But it’s hard to see the financial industry shunning technology completely. The uses for paper bankbooks and even brick-and-mortar branches are becoming fewer and farther between as customer preferences shift toward mobile and online banking and other financial services.
There are also strong signs that other sectors are chomping at the bit for the financial industry to adopt more innovations.
For example, Wayne Pommen was in Las Vegas earlier in March looking over hundreds of tables and chairs and signs, all lined up to match retailers with the tech companies vying to serve them. It was a scene not dissimilar to a speed-dating event.
“I’m in a sea of logos,” Pommen, chief executive of Toronto-based fintech PayBright, told the Financial Post in a phone interview during a break in the action.
PayBright is a consumer lender, paying retailers the next business day while allowing customers to pay off their purchases in instalments, and the retail conference was the perfect place to announce some news: Pommen’s firm revealed a partnership with Swedish fintech unicorn Klarna Bank AB, which could allow thousands of merchants worldwide to offer the PayBright option to Canadian customers.
The money for PayBright’s payments comes from the same place as it does for a lot of folks: banks. The company has received funding from Canadian Western Bank, as well as the Canadian Business Growth Fund, which is backed by the Big Six banks, as well as major insurers.
Pommen said the big banks may have massive consumer bases and lower costs of capital, but the fintechs can offer faster ways to deploy technology and develop better user experiences.
“Most banks and fintechs have realized there’s huge benefits to partnership,” he said.
A report released on March 25 by Toronto Finance International, a tie-up between government, the financial-services sector and academia, found growing collaboration between financial institutions and fintechs, but “key challenges” on both ends of these partnerships.
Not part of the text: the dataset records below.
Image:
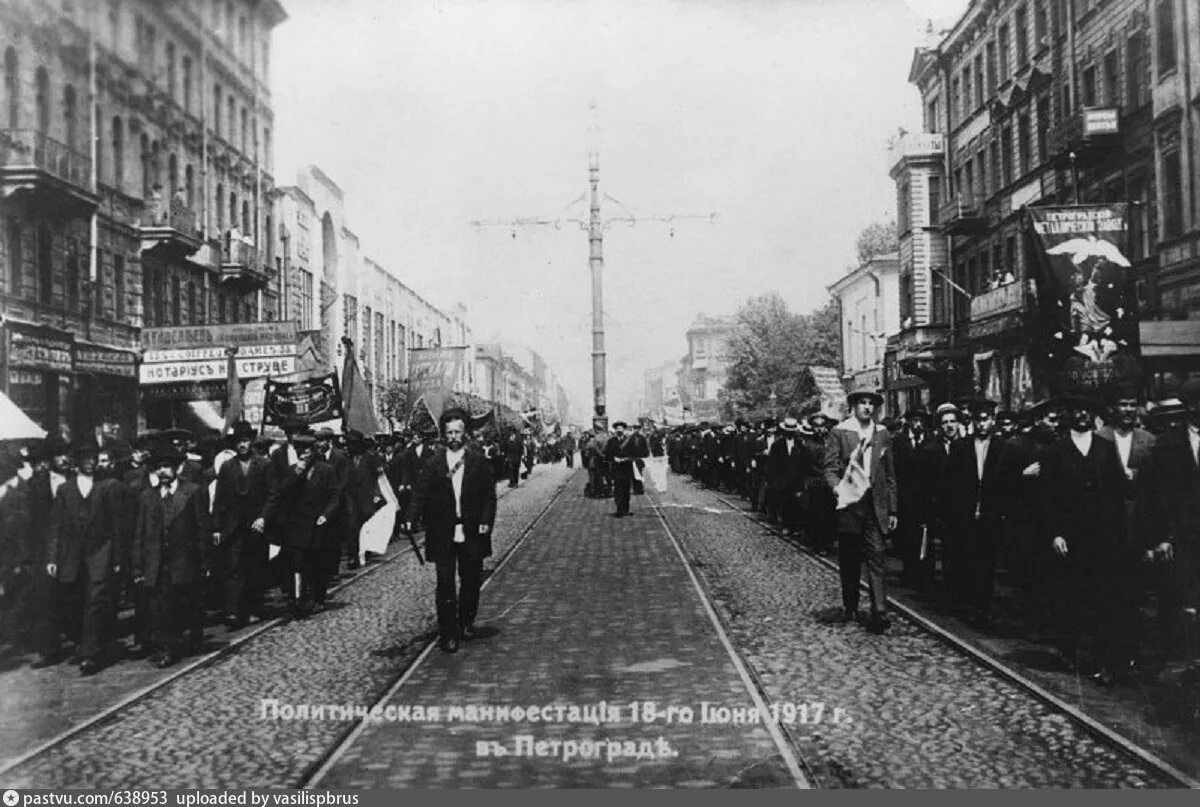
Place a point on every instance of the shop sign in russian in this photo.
(165, 372)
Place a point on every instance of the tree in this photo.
(771, 351)
(876, 239)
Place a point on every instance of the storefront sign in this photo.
(215, 369)
(105, 360)
(240, 334)
(40, 348)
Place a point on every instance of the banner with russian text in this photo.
(431, 375)
(1086, 321)
(316, 400)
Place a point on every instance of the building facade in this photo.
(136, 167)
(868, 299)
(1031, 102)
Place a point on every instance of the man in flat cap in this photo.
(455, 501)
(1083, 489)
(858, 466)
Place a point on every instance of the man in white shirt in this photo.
(455, 501)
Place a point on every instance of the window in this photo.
(1020, 19)
(71, 279)
(1111, 79)
(12, 87)
(119, 286)
(1137, 72)
(1043, 129)
(991, 67)
(71, 118)
(16, 257)
(1003, 53)
(1024, 143)
(979, 89)
(1164, 22)
(216, 109)
(1006, 155)
(305, 300)
(187, 84)
(43, 101)
(1173, 195)
(1090, 87)
(45, 264)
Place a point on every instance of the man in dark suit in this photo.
(1083, 488)
(240, 512)
(621, 453)
(455, 501)
(84, 554)
(867, 503)
(976, 509)
(172, 549)
(789, 465)
(304, 502)
(1175, 518)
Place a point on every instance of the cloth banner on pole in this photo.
(431, 374)
(316, 400)
(377, 531)
(1086, 322)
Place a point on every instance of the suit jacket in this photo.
(298, 500)
(967, 491)
(433, 506)
(840, 444)
(241, 497)
(173, 537)
(84, 532)
(1084, 500)
(1175, 492)
(789, 471)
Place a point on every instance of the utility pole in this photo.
(594, 226)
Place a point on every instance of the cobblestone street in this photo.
(205, 729)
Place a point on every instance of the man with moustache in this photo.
(455, 501)
(1083, 489)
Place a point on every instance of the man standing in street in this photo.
(858, 467)
(455, 501)
(621, 453)
(243, 491)
(1083, 485)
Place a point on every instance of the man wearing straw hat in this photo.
(858, 467)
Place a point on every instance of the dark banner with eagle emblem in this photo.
(1086, 318)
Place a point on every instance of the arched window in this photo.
(12, 88)
(43, 101)
(172, 174)
(118, 153)
(71, 117)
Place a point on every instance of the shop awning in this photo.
(1170, 339)
(16, 424)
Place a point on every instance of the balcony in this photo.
(912, 145)
(997, 311)
(240, 267)
(964, 215)
(169, 228)
(1089, 133)
(57, 178)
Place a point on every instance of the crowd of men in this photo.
(1090, 507)
(178, 531)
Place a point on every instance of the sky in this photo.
(432, 114)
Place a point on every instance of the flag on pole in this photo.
(234, 407)
(358, 411)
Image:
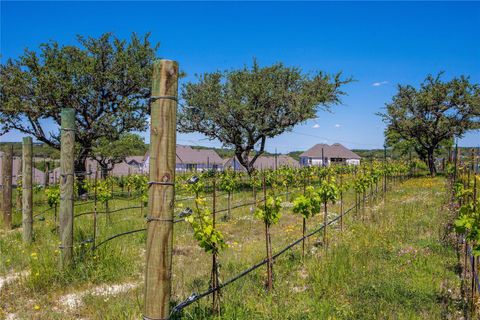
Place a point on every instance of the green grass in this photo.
(391, 265)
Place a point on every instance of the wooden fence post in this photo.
(27, 217)
(66, 186)
(161, 197)
(7, 168)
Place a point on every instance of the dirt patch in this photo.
(73, 301)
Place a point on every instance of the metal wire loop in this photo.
(161, 183)
(148, 218)
(155, 98)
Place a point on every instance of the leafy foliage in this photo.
(432, 115)
(53, 196)
(106, 80)
(209, 238)
(309, 204)
(269, 212)
(242, 108)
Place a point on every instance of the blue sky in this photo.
(379, 44)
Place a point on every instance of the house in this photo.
(324, 154)
(189, 159)
(264, 163)
(37, 175)
(131, 165)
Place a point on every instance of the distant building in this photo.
(37, 175)
(323, 154)
(264, 163)
(131, 165)
(189, 159)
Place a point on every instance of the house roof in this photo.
(188, 155)
(336, 150)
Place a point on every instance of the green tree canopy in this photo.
(108, 153)
(242, 108)
(106, 80)
(431, 116)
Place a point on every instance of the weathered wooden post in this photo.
(95, 209)
(27, 217)
(66, 186)
(268, 242)
(46, 167)
(341, 202)
(158, 269)
(7, 168)
(215, 280)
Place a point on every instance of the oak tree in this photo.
(242, 108)
(432, 115)
(106, 80)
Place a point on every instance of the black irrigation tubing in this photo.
(195, 297)
(472, 262)
(43, 212)
(124, 234)
(111, 211)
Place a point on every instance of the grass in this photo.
(391, 264)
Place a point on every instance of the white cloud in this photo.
(378, 84)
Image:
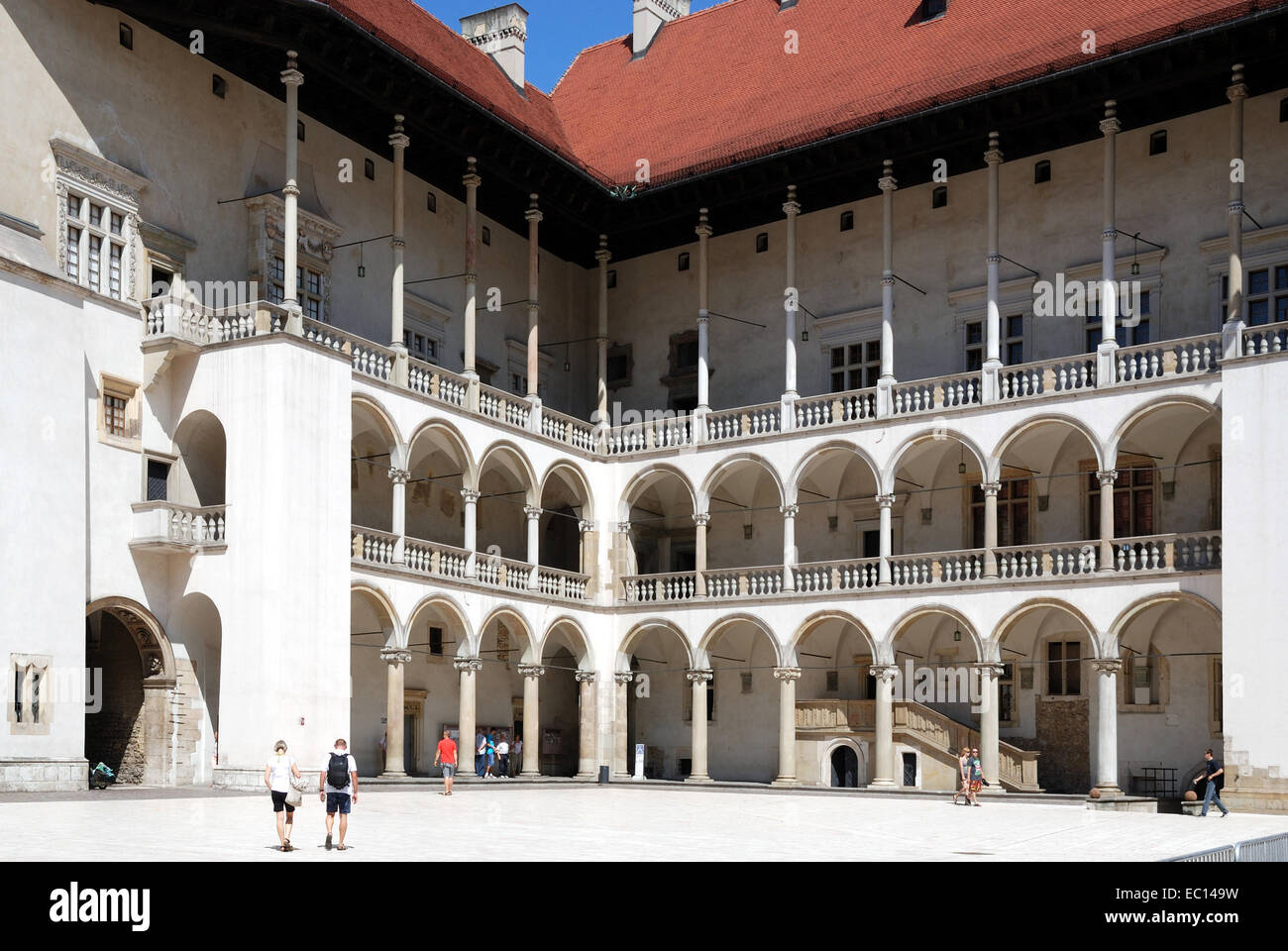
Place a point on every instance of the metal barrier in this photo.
(1267, 848)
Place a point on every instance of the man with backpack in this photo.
(338, 787)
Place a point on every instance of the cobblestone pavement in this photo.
(618, 822)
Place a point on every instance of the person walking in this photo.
(277, 776)
(338, 788)
(964, 775)
(1214, 772)
(502, 758)
(446, 754)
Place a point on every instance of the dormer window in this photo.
(931, 9)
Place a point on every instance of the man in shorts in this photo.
(338, 788)
(446, 754)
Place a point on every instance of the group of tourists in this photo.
(492, 758)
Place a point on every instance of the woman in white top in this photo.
(277, 778)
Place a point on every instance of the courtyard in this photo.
(621, 822)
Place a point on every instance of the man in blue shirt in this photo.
(1212, 772)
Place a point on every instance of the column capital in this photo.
(993, 157)
(471, 179)
(791, 208)
(703, 230)
(291, 75)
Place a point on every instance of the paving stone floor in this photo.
(617, 822)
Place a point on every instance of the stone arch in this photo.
(712, 634)
(888, 655)
(578, 641)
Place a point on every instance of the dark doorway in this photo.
(845, 768)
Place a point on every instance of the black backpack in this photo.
(338, 771)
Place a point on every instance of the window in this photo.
(619, 365)
(158, 479)
(1127, 337)
(974, 346)
(29, 674)
(1133, 499)
(1064, 669)
(1013, 512)
(855, 367)
(119, 414)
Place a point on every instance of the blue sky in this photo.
(558, 30)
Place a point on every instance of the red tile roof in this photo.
(716, 86)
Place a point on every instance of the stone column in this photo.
(587, 759)
(621, 732)
(990, 741)
(887, 502)
(991, 489)
(787, 678)
(472, 182)
(791, 208)
(699, 553)
(703, 232)
(399, 142)
(1107, 726)
(1107, 518)
(698, 746)
(292, 79)
(603, 256)
(394, 699)
(533, 513)
(883, 766)
(472, 497)
(1107, 361)
(885, 382)
(789, 513)
(533, 217)
(399, 478)
(1234, 324)
(993, 317)
(468, 669)
(532, 674)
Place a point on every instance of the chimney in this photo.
(500, 33)
(649, 17)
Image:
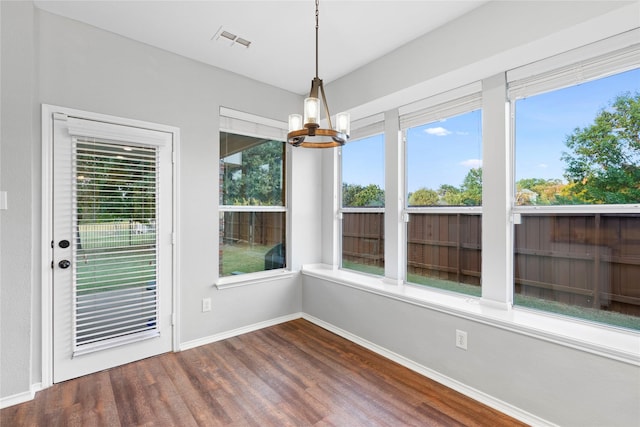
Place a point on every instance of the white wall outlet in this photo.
(206, 304)
(461, 339)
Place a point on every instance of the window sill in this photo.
(252, 278)
(619, 344)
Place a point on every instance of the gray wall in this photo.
(53, 60)
(19, 174)
(556, 383)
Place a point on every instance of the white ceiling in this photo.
(352, 33)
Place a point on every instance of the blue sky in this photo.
(443, 152)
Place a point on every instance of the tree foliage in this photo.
(354, 195)
(603, 159)
(423, 197)
(258, 180)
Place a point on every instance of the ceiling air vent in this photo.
(224, 35)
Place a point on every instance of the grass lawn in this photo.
(114, 270)
(241, 258)
(585, 313)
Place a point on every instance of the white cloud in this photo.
(472, 163)
(438, 131)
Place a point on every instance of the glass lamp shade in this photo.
(311, 111)
(343, 123)
(295, 122)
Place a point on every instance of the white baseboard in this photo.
(239, 331)
(16, 399)
(471, 392)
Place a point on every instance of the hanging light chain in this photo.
(317, 15)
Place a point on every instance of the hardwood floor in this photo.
(292, 374)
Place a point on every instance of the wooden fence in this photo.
(257, 228)
(588, 260)
(363, 238)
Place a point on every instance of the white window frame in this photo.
(592, 62)
(242, 123)
(360, 129)
(453, 103)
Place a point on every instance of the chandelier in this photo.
(309, 133)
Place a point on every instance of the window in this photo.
(252, 204)
(363, 205)
(577, 169)
(444, 195)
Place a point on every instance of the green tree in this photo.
(471, 188)
(450, 195)
(424, 197)
(258, 180)
(603, 159)
(538, 191)
(354, 195)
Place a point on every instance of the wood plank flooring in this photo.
(292, 374)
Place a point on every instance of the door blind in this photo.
(115, 251)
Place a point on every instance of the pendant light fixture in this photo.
(309, 133)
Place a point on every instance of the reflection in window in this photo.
(252, 203)
(363, 205)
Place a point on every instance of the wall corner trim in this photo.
(471, 392)
(239, 331)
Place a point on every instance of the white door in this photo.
(111, 245)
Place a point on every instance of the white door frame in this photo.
(48, 112)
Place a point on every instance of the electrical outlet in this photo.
(461, 339)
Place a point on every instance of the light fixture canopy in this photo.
(306, 131)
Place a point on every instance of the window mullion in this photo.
(497, 260)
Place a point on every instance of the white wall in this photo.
(53, 60)
(490, 39)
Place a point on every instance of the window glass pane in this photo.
(579, 145)
(363, 242)
(252, 238)
(251, 171)
(444, 168)
(444, 162)
(363, 187)
(363, 173)
(581, 265)
(444, 251)
(251, 242)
“In our discussions with executives of Canadian financial institutions, one problem outlined was difficulty in finding the right fintech offering enterprise-ready products or services meeting the scalability and security requirements of FI’s systems,” the report said. “Also, with a relatively lower technology adoption rate as compared to other global fintech hubs, Canadian businesses tend to look for proven solutions when partnering with fintechs.”
The Toronto Finance International report — which noted financial institutions can provide fintechs with mentorship and guidance in addition to financing — also found that Canadian fintech hubs were trailing when it came to embracing disruptive technology.
But Canadian consumers, most of whom bank with at least one of the Big Six, may have no idea such alternatives exist.
“Some think that consumers don’t want fintech solutions because adoption in Canada is lower than other regions, and that there isn’t a need to aggressively enable a more competitive financial services market,” FGS said. “But maybe it’s not because Canadians don’t want fintech products — it’s that they don’t know that opportunity is out there.”
The number of those products is also increasing, with or without partnership, but may be losing some steam.
At the time of Fintech Growth Syndicate’s study, only parts of which were shared with the Financial Post, there were 995 fintech companies in Canada. That has since increased to more than 1,050, it said, although the rate of new companies being created has been in decline in recent years. The TFI report found that the number of fintech startups founded in the Toronto region dropped to nine last year from 33 in 2014.
To help make some of those companies successful, Britton suggested governments look at their own structures. The United Kingdom’s Financial Conduct Authority acts as the financial-services watchdog and has a mandate to promote competition. OSFI, as one example, does not have such a mandate.
It will take time for Canada to begin adopting tech like other countries, Britton said. But it will happen.
“It’s not a blip, it’s not a bubble, it’s not a one-off,” she said. “It is the future.”